Otis Spann’s birthday
Originally shared by Rebecca C
Good Morning music lovers! Will has started us off in his wonderful way, so let’s keep it rolling. Wishing everyone a good day/night!
Otis Spann (March 21, 1924 or 1930 – April 24, 1970) was an American blues musician, whom many consider to be the leading postwar Chicago blues pianist.
Spann became known for his distinctive piano style. He became Muddy Waters’s piano player in late 1952, and participated in his first recording session with the band on September 24, 1953. He continued to record as a solo artist and session player with other musicians, including Bo Diddley and Howlin’ Wolf, during his tenure with the group. He stayed with Waters until 1968.

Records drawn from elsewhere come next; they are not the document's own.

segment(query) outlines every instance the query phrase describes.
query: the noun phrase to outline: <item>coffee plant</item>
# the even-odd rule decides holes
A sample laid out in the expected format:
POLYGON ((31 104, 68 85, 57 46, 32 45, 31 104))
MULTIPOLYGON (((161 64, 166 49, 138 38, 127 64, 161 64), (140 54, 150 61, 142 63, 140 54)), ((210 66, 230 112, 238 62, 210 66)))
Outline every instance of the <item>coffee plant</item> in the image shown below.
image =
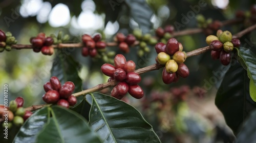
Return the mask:
POLYGON ((84 32, 38 26, 39 12, 35 22, 23 11, 35 4, 7 1, 0 3, 1 142, 255 142, 253 2, 61 2, 73 22, 90 7, 104 15, 104 28, 84 32), (10 7, 19 7, 11 18, 10 7), (114 21, 120 27, 108 34, 114 21))

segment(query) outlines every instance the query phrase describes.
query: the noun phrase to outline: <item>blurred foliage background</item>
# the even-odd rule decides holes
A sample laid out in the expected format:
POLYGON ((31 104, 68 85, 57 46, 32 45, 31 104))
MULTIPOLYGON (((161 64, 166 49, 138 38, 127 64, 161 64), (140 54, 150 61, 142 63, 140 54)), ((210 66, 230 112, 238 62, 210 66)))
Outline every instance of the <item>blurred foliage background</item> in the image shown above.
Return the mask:
MULTIPOLYGON (((191 7, 198 5, 199 2, 206 5, 200 7, 198 14, 221 21, 234 18, 237 10, 248 10, 255 3, 255 1, 239 0, 3 0, 0 2, 0 28, 11 32, 18 40, 18 44, 29 44, 30 38, 40 32, 49 36, 60 30, 71 36, 71 42, 79 42, 83 34, 95 33, 100 33, 106 41, 113 41, 117 32, 127 35, 141 28, 143 34, 154 35, 159 26, 173 25, 175 22, 182 23, 182 15, 186 15, 191 11, 191 7)), ((179 30, 196 27, 197 24, 195 17, 189 18, 179 30)), ((242 25, 228 25, 222 29, 234 34, 243 27, 242 25)), ((190 51, 206 46, 205 37, 201 33, 181 36, 177 39, 183 45, 184 51, 190 51)), ((256 39, 253 37, 242 40, 243 45, 249 47, 255 46, 254 41, 256 39)), ((150 48, 151 52, 141 57, 136 55, 137 47, 132 48, 127 54, 117 47, 109 47, 108 50, 124 54, 139 68, 155 63, 156 53, 154 46, 150 48)), ((106 82, 108 78, 100 70, 102 61, 82 56, 79 49, 69 54, 81 65, 79 75, 83 81, 83 89, 106 82)), ((143 74, 140 84, 146 98, 139 100, 128 96, 124 99, 143 111, 143 116, 163 142, 211 142, 207 141, 219 138, 223 142, 228 142, 233 138, 214 105, 221 77, 227 68, 221 66, 219 61, 212 61, 209 55, 206 52, 189 58, 185 63, 190 70, 190 76, 170 85, 163 83, 161 70, 143 74), (210 79, 216 76, 215 72, 220 74, 217 76, 218 81, 212 83, 210 79), (182 93, 177 93, 177 91, 182 93), (186 99, 174 102, 174 96, 179 94, 185 95, 186 99), (169 100, 157 99, 160 96, 169 100)), ((10 100, 22 96, 26 101, 25 107, 43 103, 42 85, 50 77, 54 58, 54 55, 34 53, 31 49, 1 53, 1 93, 4 84, 7 83, 10 100)), ((109 94, 111 90, 102 92, 109 94)), ((0 95, 3 99, 3 94, 0 95)), ((3 103, 1 100, 0 103, 3 103)))

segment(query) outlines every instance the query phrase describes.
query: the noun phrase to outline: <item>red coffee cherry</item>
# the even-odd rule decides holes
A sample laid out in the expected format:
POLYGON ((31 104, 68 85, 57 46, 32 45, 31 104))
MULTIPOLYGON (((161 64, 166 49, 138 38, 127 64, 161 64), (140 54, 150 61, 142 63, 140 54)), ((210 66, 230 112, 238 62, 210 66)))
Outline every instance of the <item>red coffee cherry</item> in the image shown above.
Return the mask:
POLYGON ((17 103, 17 107, 19 108, 23 106, 24 103, 24 99, 21 97, 18 97, 15 99, 16 103, 17 103))
POLYGON ((83 47, 82 48, 82 55, 87 56, 89 55, 89 48, 87 47, 83 47))
POLYGON ((216 60, 220 58, 220 54, 221 53, 220 51, 211 51, 210 52, 210 56, 211 59, 214 60, 216 60))
POLYGON ((229 64, 231 62, 231 54, 230 52, 226 52, 222 50, 220 54, 220 61, 224 66, 229 64))
POLYGON ((46 82, 46 83, 44 84, 44 89, 46 92, 47 92, 49 91, 53 90, 52 88, 52 85, 51 84, 51 82, 50 81, 46 82))
POLYGON ((51 37, 47 37, 46 38, 46 41, 45 42, 45 45, 46 46, 51 46, 53 44, 53 39, 51 37))
POLYGON ((163 43, 159 42, 156 44, 155 46, 155 49, 157 53, 161 52, 164 52, 166 53, 166 45, 163 43))
POLYGON ((156 35, 160 38, 163 37, 164 33, 164 30, 162 27, 159 27, 156 30, 156 35))
POLYGON ((183 78, 186 78, 189 75, 189 70, 184 63, 178 64, 177 73, 183 78))
POLYGON ((175 52, 179 51, 179 43, 176 39, 172 38, 169 39, 166 43, 167 53, 174 55, 175 52))
POLYGON ((214 40, 210 42, 210 48, 215 51, 220 51, 223 49, 223 44, 219 40, 214 40))
POLYGON ((28 119, 32 114, 33 113, 31 111, 26 110, 25 114, 23 116, 23 120, 24 120, 24 121, 27 120, 27 119, 28 119))
POLYGON ((124 42, 122 42, 120 43, 118 45, 119 49, 125 53, 129 53, 130 52, 129 46, 126 43, 124 42))
POLYGON ((164 83, 168 84, 174 81, 176 75, 176 73, 168 73, 164 67, 162 73, 162 79, 164 83))
POLYGON ((117 69, 114 72, 114 78, 118 81, 122 81, 125 79, 126 75, 125 72, 122 69, 117 69))
POLYGON ((58 77, 56 76, 52 76, 51 77, 51 78, 50 78, 50 82, 51 82, 51 85, 54 90, 58 91, 61 88, 61 83, 59 81, 58 77))
POLYGON ((49 91, 42 96, 42 100, 47 103, 55 103, 59 99, 59 94, 56 91, 49 91))
POLYGON ((69 102, 69 104, 70 106, 74 106, 76 103, 77 103, 77 100, 76 99, 76 97, 75 97, 73 95, 70 96, 68 98, 68 102, 69 102))
POLYGON ((132 97, 136 99, 140 99, 143 97, 143 90, 139 85, 129 85, 129 87, 128 92, 132 97))
POLYGON ((137 84, 141 81, 140 75, 133 72, 126 74, 125 81, 130 84, 137 84))
POLYGON ((72 89, 69 85, 63 85, 59 90, 59 96, 62 98, 68 98, 72 94, 72 89))
POLYGON ((119 95, 124 96, 128 92, 129 87, 126 82, 120 82, 116 86, 117 88, 117 93, 119 95))
POLYGON ((134 72, 135 70, 136 65, 135 63, 133 61, 128 61, 124 64, 123 69, 125 71, 126 73, 129 73, 131 72, 134 72))
POLYGON ((0 30, 0 42, 5 42, 5 40, 6 40, 5 33, 0 30))
POLYGON ((121 33, 118 33, 116 34, 116 37, 117 39, 117 41, 119 42, 123 42, 125 40, 125 36, 123 35, 123 34, 121 33))
POLYGON ((114 72, 116 68, 110 64, 104 64, 100 68, 101 72, 106 76, 114 77, 114 72))
POLYGON ((123 68, 124 65, 126 63, 126 60, 124 56, 121 54, 118 54, 115 56, 114 59, 114 63, 115 65, 115 67, 118 69, 123 68))
POLYGON ((44 41, 41 38, 36 37, 32 40, 31 44, 34 47, 40 48, 44 45, 44 41))
POLYGON ((135 41, 136 41, 136 38, 135 38, 135 37, 134 36, 133 36, 133 35, 132 35, 131 34, 128 35, 126 36, 126 38, 125 38, 125 42, 129 46, 133 44, 133 43, 134 43, 135 41))
POLYGON ((57 102, 57 105, 66 107, 67 108, 69 108, 69 102, 63 99, 60 99, 58 102, 57 102))
POLYGON ((97 49, 104 49, 106 46, 106 43, 102 41, 98 41, 96 43, 96 48, 97 49))

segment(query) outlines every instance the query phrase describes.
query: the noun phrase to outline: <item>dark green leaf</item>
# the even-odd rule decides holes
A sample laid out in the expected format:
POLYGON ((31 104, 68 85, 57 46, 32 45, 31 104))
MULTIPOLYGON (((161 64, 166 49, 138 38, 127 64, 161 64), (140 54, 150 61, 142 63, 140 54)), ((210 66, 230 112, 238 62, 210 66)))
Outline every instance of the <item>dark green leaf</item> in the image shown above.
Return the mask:
POLYGON ((145 0, 125 0, 130 9, 132 18, 136 21, 143 33, 147 33, 152 27, 150 21, 153 12, 145 0))
POLYGON ((92 94, 92 98, 89 125, 104 142, 160 142, 134 107, 100 93, 92 94))
POLYGON ((244 47, 236 48, 238 51, 238 60, 247 71, 250 78, 250 95, 256 102, 256 55, 250 49, 244 47))

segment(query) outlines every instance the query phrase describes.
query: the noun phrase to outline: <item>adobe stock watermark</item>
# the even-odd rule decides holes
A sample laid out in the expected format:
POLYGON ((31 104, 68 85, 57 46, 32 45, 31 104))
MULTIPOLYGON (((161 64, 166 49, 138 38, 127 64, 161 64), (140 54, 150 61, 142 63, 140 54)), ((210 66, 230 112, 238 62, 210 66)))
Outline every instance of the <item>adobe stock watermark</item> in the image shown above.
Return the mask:
POLYGON ((198 5, 194 6, 189 6, 191 10, 187 12, 186 15, 184 14, 181 14, 181 23, 175 21, 174 25, 177 32, 180 31, 181 27, 185 27, 185 25, 187 24, 191 19, 196 17, 196 14, 198 14, 202 8, 205 7, 207 6, 207 3, 204 0, 200 0, 198 1, 198 5))

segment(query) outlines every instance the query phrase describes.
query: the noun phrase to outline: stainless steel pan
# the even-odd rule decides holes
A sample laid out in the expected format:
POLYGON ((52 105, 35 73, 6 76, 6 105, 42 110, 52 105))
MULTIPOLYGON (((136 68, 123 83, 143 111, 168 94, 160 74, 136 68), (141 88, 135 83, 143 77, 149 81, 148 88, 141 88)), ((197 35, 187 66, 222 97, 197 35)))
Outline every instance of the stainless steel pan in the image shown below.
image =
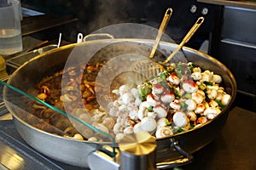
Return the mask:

Spann’s work for Chess Records includes the 1954 single „It Must Have Been the Devil” / „Five Spot”, with B.B. King and Jody Williams on guitars. During his time at Chess he played on a few of Chuck Berry’s early records, including the studio version of „You Can’t Catch Me”. In 1956, he recorded two unreleased tracks with Big Walter Horton and Robert Lockwood] He recorded a session with the guitarist Robert Lockwood, Jr. and vocalist St. Louis Jimmy in New York on August 23, 1960, which was issued on Otis Spann Is the Blues and Walking the Blues. A 1963 effort with Storyville Records was recorded in Copenhagen. He worked with Waters and Eric Clapton on recordings for Decca and with James Cotton for Prestige in 1964.
The Blues Is Where It’s At, Spann’s 1966 album for ABC-Bluesway, includes contributions from George „Harmonica” Smith, Waters, and Sammy Lawhorn. The Bottom of the Blues (1967), featuring Spann’s wife, Lucille Spann (June 23, 1938 – August 2, 1994), was released by Bluesway. He worked on albums with Buddy Guy, Big Mama Thornton, Peter Green, and Fleetwood Mac in the late 1960s.
Material featuring Spann on DVD includes the Newport Jazz Festival (1960), the American Folk Blues Festival (1963), the Blues Masters (1966), and the Copenhagen Jazz Festival (1968).